By MARK FANTINO
My introduction to Carol Field came in the spring of 1997, in the weeks preceding the release party for her book In Nonna’s Kitchen. An informal dinner was planned with dishes from the book, which was at least one part investigative journalism into the secrets and traditions of Italian grandmothers.
The dinner was to be held at Vivande Ristorante in Opera Plaza, and all of us cooks were to page through the house copy of In Nonna’s Kitchen and select recipes that spoke to us. I chose Tuscan Chicken Liver Pâté (Crostini di Fegatini), which was a bewitching concoction of soft-cooked onions, capers, anchovies and chicken livers, all moistened with Vin Santo.
I remember testing a batch. My coworker peered into my pot, squinched up his face and declared: “That’s everything I hate all mixed together.” I disagreed. But livers, like anchovies, will forever fall firmly into two dividing camps: those who think it must be an acquired taste and those, like me, who insist it is instead a required taste. It remains one of my favorite ways to prepare chicken livers, though difficult to talk about without causing some kind of reaction.
What I liked best about Carol Field’s books were the captivating stories she tied into traditions. Carol was one of those rare authors able to combine academic food writing with the occasional recipe. Those are the best kinds of cookbooks — ones that arm you with background knowledge and a much clearer picture than measuring ingredients and a succession of instructions.
Her best known work will forever be The Italian Baker, and rightly so. But my personal favorite is Celebrating Italy. In it, she composes an almanac of foods and traditions linked up with feast days sprinkled throughout the Italian calendar year that celebrate bizarre saints little known to the rest of the world.

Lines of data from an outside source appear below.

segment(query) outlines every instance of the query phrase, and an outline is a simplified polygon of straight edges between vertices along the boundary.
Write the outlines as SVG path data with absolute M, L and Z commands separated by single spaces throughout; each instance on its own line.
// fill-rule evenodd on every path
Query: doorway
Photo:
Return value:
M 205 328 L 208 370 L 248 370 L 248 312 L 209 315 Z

The strangest she writes about is perhaps the blood orange festival in Ivrea — the locals’ way of celebrating the town’s freedom from tyranny, led by one brave young girl, the Miller’s Daughter. Ivrea, in the 12th century, practiced the cruel medieval “right” of prima noctis, which allowed the local lord to sleep with a bride on her wedding night. The Miller’s Daughter concealed a knife in her robes and decapitated the unjust lord. The city went into wild revolt, overcoming the guards of the castle, and the streets ran red with blood. The festival consists of the townsfolk pelting one another with blood oranges, which are not grown in Piedmont and must be imported from the south, in a re-enactment of the battle the townspeople waged on the soldiers with stones. In the end, the streets run red with blood orange juice. In the three days over which the festival takes place, the oranges are not used for food at all — only as artillery.
Another of Carol’s recipes I have used as a secret weapon, particularly when I am truly stuck for an idea, is her Marinated Sole with Pine Nuts and Raisins (Sfogi in Soar), also from Celebrating Italy, which she ties in with the July 19 Feast of the Redeemer in Venice.
The recipe dates back to the late 1500s, and is a small part of a larger festival celebrating the end of a particular plague from that period. It is simplicity: very lightly cooked fillets of sole covered and marinated in cooked onions, toasted pine nuts, raisins and vinegar, served either cold or at room temperature.
The book paints a picture of Venetians bobbing up and down in their boats in the Adriatic lagoons snacking on this wonderful and refreshing sole dish. I have used it at picnics to great success as well as in the form of canapés. Every time they are a smash hit, and I have Carol to thank for that.
I didn’t know Carol well. I am not sure she knew my name. But when you spend so much time reading what someone has written, and it speaks to you, inspires you and fills you with enthusiasm, you feel you know the person. I found myself waving hello as she turned from her Washington Street home onto Fillmore and telling her how much I loved her chicken liver recipe or her marinated sole. My enthusiasm always caught her off guard, and I sometimes felt like I was embarrassing her, which was never my intention. I just wanted her to know I thought her work was great.
She always replied shyly and graciously, usually with just a soft-spoken “thank you.”